Scientists analyse the potential of erythropoietin (EPO) as a treatment for neurological and psychiatric diseases

Vicent Teruel (on the left of the image),   of the Department of Human Anatomy a
Vicent Teruel (on the left of the image), of the Department of Human Anatomy and Embryology, and Juan Nácher, of the Department of Cellular Biology, both from the University of Valencia.
Researchers from eleven centres in Spain, the United States and Germany, including the University of Valencia (UV), INCLIVA and Carlos III Health Institute, have analysed the effect on the human brain of erythropoietin (EPO), a hormone secreted mainly by the kidneys, as well as its potential as therapy for the treatment of neurological and psychiatric diseases.

The results of the research, led by the professor of the Department of Cellular Biology of the UV Juan Nácher, also a member of the BIOTECMED Interdisciplinary Research Structure (UV), member of the Research Group in Psychiatry and Neurodegenerative Diseases of INCLIVA and group leader from the Centre for Mental Health Networking Biomedical Research (CIBERSAM), have been published in the journal Molecular Psychiatry.

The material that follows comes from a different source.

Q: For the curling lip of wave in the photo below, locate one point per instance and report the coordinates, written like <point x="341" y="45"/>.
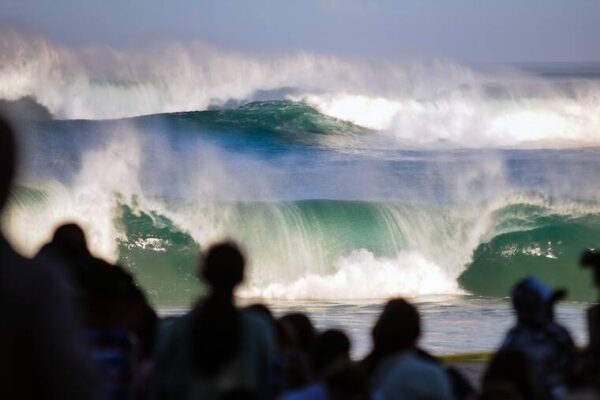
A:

The research, which reveals the effects of treatment with erythropoietin (EPO) on the structure, connectivity, plasticity and activity of inhibitory neurons, is the result of collaboration with the Max Planck Institute for Multidisciplinary Sciences in Gottingen , in in which Vicent Teruel, researcher at the Department of Human Anatomy and Embryology of the UV, has also participated.

Most studies on EPO have focused on its role in regulating blood cell production, or haematopoiesis. However, for years, following the results of studies in animal models and clinical trials, there is evidence that EPO also has beneficial effects, independent of haematopoiesis, on cognition, in addition to having neuroprotective and neuroregenerative properties.

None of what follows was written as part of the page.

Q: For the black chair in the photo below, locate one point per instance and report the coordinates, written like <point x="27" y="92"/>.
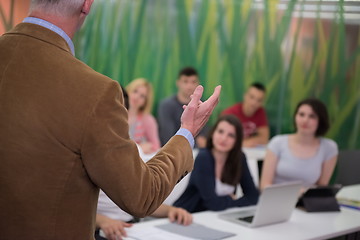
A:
<point x="348" y="167"/>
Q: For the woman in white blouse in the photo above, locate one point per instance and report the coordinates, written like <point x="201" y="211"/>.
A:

The cellular and molecular bases of these EPO effects on the central nervous system have begun to be elucidated through the work of the laboratories of the researchers of this work and others, and reveal a very notable impact of the hormone on the structure and functioning of excitatory neurons, the main components of the brain’s circuits.

"In the present work, we have shown that EPO also has a very relevant effect on inhibitory neurons or interneurons, a neuronal subpopulation that very precisely controls the activity and synchronisation of excitatory neurons. These inhibitory neurons are also important because they are altered in different disorders that affect the nervous system", explains Juan Nácher.

In the work, using state-of-the-art cellular and molecular biology tools, the expression of EPO receptors in inhibitory neurons has been identified and the effects of chronic treatment with EPO on different categories of inhibitory neurons in the hippocampus have been described, a key region for the formation of memory and that is altered in different neurological and psychiatric disorders.

"We have shown that this treatment modifies the molecular interactions between inhibitory and excitatory neurons. It also induces reductions in the structural complexity of interneurons and their connectivity, as well as changes in the molecules that regulate the plasticity of these inhibitory neurons. Furthermore, the treatment decreases the metabolism and activity of the interneurons", adds researcher Juan Nácher.

The results propose that the positive effects of EPO treatment on diseases of the nervous system could be due, at least in part, to a restrictive control of the hormone on inhibitory neurons, which would facilitate the plasticity of excitatory neurons, favouring changes in their connectivity and acting on the balance between excitation and inhibition, which is altered in different diseases of the central nervous system.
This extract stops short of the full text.